Été 1915

Tout au long de l’été et au début de l’automne 1915, The Equity continue de publier des annonces proclamant  » Business as Usual « , mais la réalité de la Grande Guerre touche tous les aspects de la vie dans le comté de Pontiac. La communauté se mobilise régulièrement sur le front intérieur. Les clubs de femmes au foyer se réunissent régulièrement pour des « abeilles du tricot », tandis que des soirées sur les pelouses – comme celle qui s’est tenue à la résidence de Fred Thomas ou à Murrells Hall au début du mois de juillet – sont organisées dans le but exprès de collecter des fonds pour la Croix-Rouge.

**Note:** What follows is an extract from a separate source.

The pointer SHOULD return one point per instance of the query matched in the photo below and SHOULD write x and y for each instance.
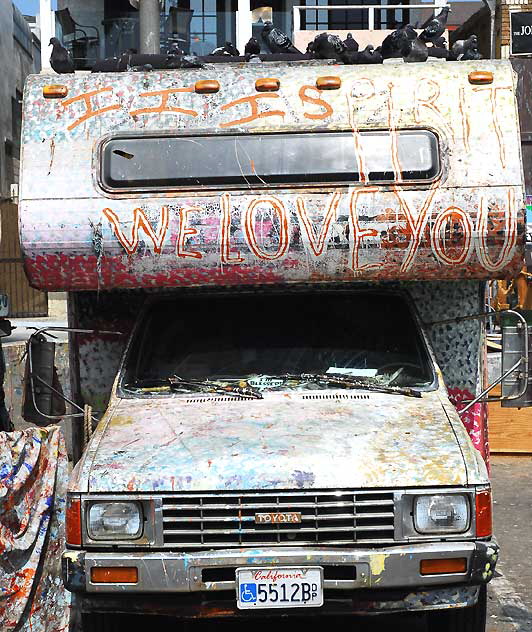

Les départs des hommes de la région pour le front deviennent réguliers et sont souvent marqués par des adieux publics. Un lundi soir de la fin juin, des citoyens se sont rassemblés à la Pontiac House pour offrir au Dr Lippiatt une « bourse substantielle » en l’honneur de son patriotisme, alors qu’il renonçait à un important cabinet médical pour rejoindre le corps médical de Sa Majesté.

À la mi-juillet, le soldat Brock Walsh reçut une bourse semblable et un discours officiel de gratitude avant de partir outre-mer. Le 23 septembre, le journal fait état d’un flot constant de jeunes garçons de la région – dont Clifton Woodley, John Landry et Melvin Shouldice, qui a démissionné de son poste à la banque – qui quittent leur emploi pour s’enrôler dans les forces canadiennes en pleine croissance

La communauté trouve des moyens originaux pour soutenir ces troupes. Le 2 septembre, un appel urgent est publié dans The Equity, demandant aux citoyens d’envoyer leurs « vieux rasoirs ou rasoirs de rechange » à la quincaillerie, où ils seront envoyés en Angleterre pour être aiguisés et livrés au bureau de la guerre pour les hommes dans les tranchées.

Publicité de septembre 1915 dans The Equity.

Dans la ville voisine d’Arnprior, les citoyens et les employés de l’usine collectent des fonds pour acheter trois mitrailleuses pour les troupes canadiennes, en espérant en réunir suffisamment pour en acheter une quatrième. Le 22 juillet, puis le 26 août, les rédacteurs de The Equity déplorent que plusieurs municipalités aisées du Pontiac puissent facilement se permettre de fournir ces armes si nécessaires, alors que « rien, absolument rien, n’a été fait dans le Pontiac dans le même sens ».

Les tensions de la guerre ont également mis en lumière les divisions politiques et culturelles entre le Canada anglais et le Canada français. Le 1er juillet, The Equity critique Joseph Demers, député libéral de St. John’s et d’Iberville, au Québec, pour avoir lancé une « tirade » contre le gouvernement conservateur au sujet d’une taxe de deux cents sur les chèques pour le timbre de guerre. Demers avait soutenu que la taxe  » ruinerait l’habitant  » en sapant sa prospérité, une objection que le journal a rejetée comme étant partisane.

Alors que le besoin d’unité nationale et de recrues militaires se fait de plus en plus sentir, The Equity publie, le 19 août, un éditorial pertinent qui s’adresse directement à sir Wilfrid Laurier. Soulignant la nécessité de combattre les sentiments anti-recrutement au Québec, les rédacteurs déclarent que le moment est venu pour Laurier de tenir sa promesse de « faire la manche au Québec » et que « le Canada attend un appel vibrant du célèbre leader canadien-français à ses compatriotes ».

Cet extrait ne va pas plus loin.